Come spesso accade nei film di Noah Baumbach proprio qui sta il meglio, nel setting e nella caratterizzazione dei personaggi, cioè cosa sono, dove abitano, che fanno nella vita e che carattere hanno. In questo che non è certo un dettaglio Baumbach è maestro. I Meyerowtiz sono una versione meno clamorosa e roboante dei Tenebaum ma con loro condividono intrecci e rapporti complicati. Ancora di più il film sembra funzionare davvero quando ne riafferma le caratteristiche individuali piuttosto che quando cerca di farli evolvere.

I tentativi patetici o di successo di superare i propri difetti o le loro empasse danno vita alle parti più scontate e annacquate del film. Invece quando i Meyerowitz rimarcano il proprio stereotipo, quando fanno quello che ci aspettiamo facciano, quando sembrano non riuscire a scappare al carattere che li ha condannati per decenni, lì si vedono autentici scampoli di tragedia umana messa in commedia grottesca. Nel ridicolo di Harold, il patriarca che interrompe tutte le frasi degli altri per parlare di sé, o nella rabbia automobilistica di Sandler, non c’è la continua ripetizione della medesima scena, ma piccole variazioni, lotte interne, movimenti piccoli che gettano squarci di sincerità.

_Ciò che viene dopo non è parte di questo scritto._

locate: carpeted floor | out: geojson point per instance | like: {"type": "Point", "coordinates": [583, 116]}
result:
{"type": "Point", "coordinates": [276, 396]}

Purtroppo The Meyerowitz Stories non è tutto così, ha un intreccio molto ben definito e punta a raccontare un percorso per ognuno, un arco narrativo canonico che li porti altrove rispetto a quando li abbiamo incontrati e nel fare questo mostra una goffagine non sconosciuta ai film precedenti di questo regista. Se Giovani Si Diventa rimane forse l’esperimento più concreto in assoluto e Mistress America il più velleitario, The Meyerowitz Stories, nonostante sia un film davvero divertente, davvero ben recitato e godibilissimo, lo stesso è il più fallimentare. Perché non riesce mai a fare quel che vorrebbe ed eccelle quando sembra rinunciarci.